The auditory masking means includes a correcting means for smoothing the estimated auditory masking calculated by the estimated auditory masking calculating means, and the determining means smoothes the amplitude value of the decoded signal spectrum or the estimated error spectrum. The acoustic decoding device according to claim 14 or 15, wherein a frequency exceeding an amplitude value of the estimated auditory masking is obtained.

The enhancement layer decoding means calculates an amplitude value difference between either the estimated error spectrum or the error spectrum and either auditory masking or estimated auditory masking for each frequency, and decodes based on the magnitude of the amplitude value difference. The audio decoding device according to any one of claims 14 to 16, wherein the amount of information to be converted is determined.

18. The enhancement layer decoding unit decodes the error spectrum in a predetermined band in addition to the frequency obtained by the determination unit. The acoustic decoding device described.

An acoustic input means for converting an acoustic signal into an electrical signal, an A / D conversion means for converting a signal output from the acoustic input means into a digital signal, and a digital signal output from the A / D conversion means An acoustic encoding device according to any one of claims 1 to 9, an RF modulation unit that modulates an encoded code output from the encoding device into a radio frequency signal, and an RF modulation unit An acoustic signal transmission device comprising: a transmission antenna that converts an output signal into a radio wave and transmits the signal.

The receiving antenna for receiving radio waves, the RF demodulating means for demodulating the signal received by the receiving antenna, and the information obtained by the RF demodulating means are decoded. Acoustic decoding apparatus, D / A conversion means for converting a signal output from the decoding apparatus into an analog signal, and acoustic output means for converting an electrical signal output from the D / A conversion means into an acoustic signal An acoustic signal receiving device comprising:

A communication terminal device comprising at least one of the acoustic signal transmitting device according to claim 19 or the acoustic signal receiving device according to claim 20.

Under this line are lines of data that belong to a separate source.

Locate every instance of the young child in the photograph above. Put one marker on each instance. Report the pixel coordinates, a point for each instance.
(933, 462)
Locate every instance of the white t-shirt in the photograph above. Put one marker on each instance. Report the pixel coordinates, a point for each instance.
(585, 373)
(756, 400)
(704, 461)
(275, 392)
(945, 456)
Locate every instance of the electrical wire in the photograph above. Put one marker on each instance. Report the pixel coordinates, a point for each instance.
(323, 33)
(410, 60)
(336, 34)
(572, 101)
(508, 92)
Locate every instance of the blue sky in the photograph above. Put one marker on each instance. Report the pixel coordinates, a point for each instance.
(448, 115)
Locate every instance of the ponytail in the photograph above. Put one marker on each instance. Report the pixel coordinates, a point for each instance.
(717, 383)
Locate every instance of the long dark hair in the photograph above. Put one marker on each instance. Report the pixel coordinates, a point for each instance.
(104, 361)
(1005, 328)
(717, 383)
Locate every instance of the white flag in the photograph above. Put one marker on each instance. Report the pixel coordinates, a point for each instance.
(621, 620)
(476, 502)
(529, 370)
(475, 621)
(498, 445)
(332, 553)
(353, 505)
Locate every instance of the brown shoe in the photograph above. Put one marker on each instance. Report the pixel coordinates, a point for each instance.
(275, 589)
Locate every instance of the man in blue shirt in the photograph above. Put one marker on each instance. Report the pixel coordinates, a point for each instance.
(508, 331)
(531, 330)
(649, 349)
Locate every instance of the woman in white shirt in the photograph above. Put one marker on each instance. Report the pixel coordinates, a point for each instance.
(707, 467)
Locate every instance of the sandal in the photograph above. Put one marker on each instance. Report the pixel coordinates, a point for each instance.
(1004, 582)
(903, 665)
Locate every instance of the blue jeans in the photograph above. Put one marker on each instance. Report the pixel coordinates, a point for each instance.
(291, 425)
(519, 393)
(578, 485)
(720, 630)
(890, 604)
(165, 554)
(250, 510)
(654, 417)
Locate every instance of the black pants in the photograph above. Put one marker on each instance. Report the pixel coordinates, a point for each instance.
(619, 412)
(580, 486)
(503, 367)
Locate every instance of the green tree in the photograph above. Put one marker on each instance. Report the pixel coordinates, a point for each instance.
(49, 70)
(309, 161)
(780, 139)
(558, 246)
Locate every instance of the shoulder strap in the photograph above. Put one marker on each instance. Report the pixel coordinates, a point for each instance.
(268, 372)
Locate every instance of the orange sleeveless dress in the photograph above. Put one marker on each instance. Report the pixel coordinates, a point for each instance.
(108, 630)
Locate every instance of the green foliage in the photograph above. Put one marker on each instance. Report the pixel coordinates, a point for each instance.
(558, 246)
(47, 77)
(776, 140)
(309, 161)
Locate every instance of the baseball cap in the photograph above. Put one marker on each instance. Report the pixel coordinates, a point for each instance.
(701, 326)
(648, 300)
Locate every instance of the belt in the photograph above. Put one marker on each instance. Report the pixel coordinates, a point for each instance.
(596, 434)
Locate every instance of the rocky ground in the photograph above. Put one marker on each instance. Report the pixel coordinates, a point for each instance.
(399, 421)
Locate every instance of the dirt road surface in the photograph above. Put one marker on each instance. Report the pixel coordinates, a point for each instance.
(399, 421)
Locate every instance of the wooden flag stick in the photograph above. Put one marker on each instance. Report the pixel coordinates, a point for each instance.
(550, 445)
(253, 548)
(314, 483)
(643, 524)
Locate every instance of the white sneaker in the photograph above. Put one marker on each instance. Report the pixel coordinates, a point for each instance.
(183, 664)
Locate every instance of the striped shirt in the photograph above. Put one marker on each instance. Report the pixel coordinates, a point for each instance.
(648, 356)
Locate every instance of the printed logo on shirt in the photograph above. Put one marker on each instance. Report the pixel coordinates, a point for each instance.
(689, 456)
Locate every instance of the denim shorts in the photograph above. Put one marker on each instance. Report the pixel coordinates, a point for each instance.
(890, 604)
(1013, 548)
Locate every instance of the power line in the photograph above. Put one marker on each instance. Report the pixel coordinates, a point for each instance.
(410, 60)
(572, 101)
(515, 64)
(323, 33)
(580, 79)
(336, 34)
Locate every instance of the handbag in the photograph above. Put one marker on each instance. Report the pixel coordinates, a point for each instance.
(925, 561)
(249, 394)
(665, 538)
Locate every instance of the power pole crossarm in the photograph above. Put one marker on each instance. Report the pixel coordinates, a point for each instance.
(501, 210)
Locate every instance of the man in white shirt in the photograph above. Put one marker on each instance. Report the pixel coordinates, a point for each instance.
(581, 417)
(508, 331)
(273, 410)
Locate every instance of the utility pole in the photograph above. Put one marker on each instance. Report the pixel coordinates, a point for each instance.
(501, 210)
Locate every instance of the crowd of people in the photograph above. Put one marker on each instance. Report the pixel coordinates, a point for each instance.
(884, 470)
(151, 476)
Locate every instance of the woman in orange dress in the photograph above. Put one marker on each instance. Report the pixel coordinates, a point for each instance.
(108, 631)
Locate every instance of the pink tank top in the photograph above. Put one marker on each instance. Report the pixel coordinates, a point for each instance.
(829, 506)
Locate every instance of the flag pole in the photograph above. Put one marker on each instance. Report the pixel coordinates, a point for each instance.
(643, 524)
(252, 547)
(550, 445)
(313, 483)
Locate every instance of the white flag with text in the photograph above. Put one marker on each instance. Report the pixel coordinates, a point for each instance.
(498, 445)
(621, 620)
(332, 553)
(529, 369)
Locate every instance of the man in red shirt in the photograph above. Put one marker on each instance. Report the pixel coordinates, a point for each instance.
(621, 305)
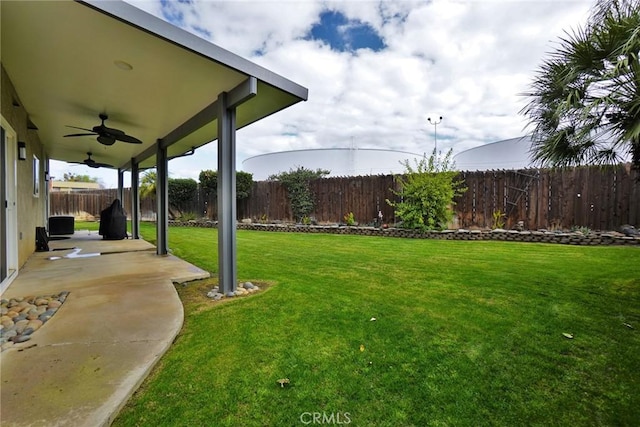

A base station apparatus comprising at least one of the acoustic signal transmitting apparatus according to claim 19 or the acoustic signal receiving apparatus according to claim 20.

In the acoustic encoding method of the present invention, on the encoding side, a first encoded code is generated by encoding an input signal with a reduced sampling rate, and the first encoded code is decoded. Raise the sampling rate to the same rate as the sampling rate of the input signal at the time of input, determine the frequency to encode the error signal based on the decoded signal with the increased sampling rate, and sample the input signal at the time of input Of the difference signal from the decoded signal whose rate has been increased, the difference signal at the frequency is encoded to generate a second encoded code, and on the decoding side, the first encoded code is decoded to obtain a second encoded code. A decoded signal is obtained, the sampling rate of the second decoded signal is increased to the same rate as the sampling rate of the third decoded signal, and the sampling rate is increased. Determining a target frequency for decoding the second encoded code based on the second decoded signal, obtaining the third decoded signal by decoding the second encoded code using the frequency information, An acoustic encoding method comprising: adding the second decoded signal and the third decoded signal having the increased sampling rate.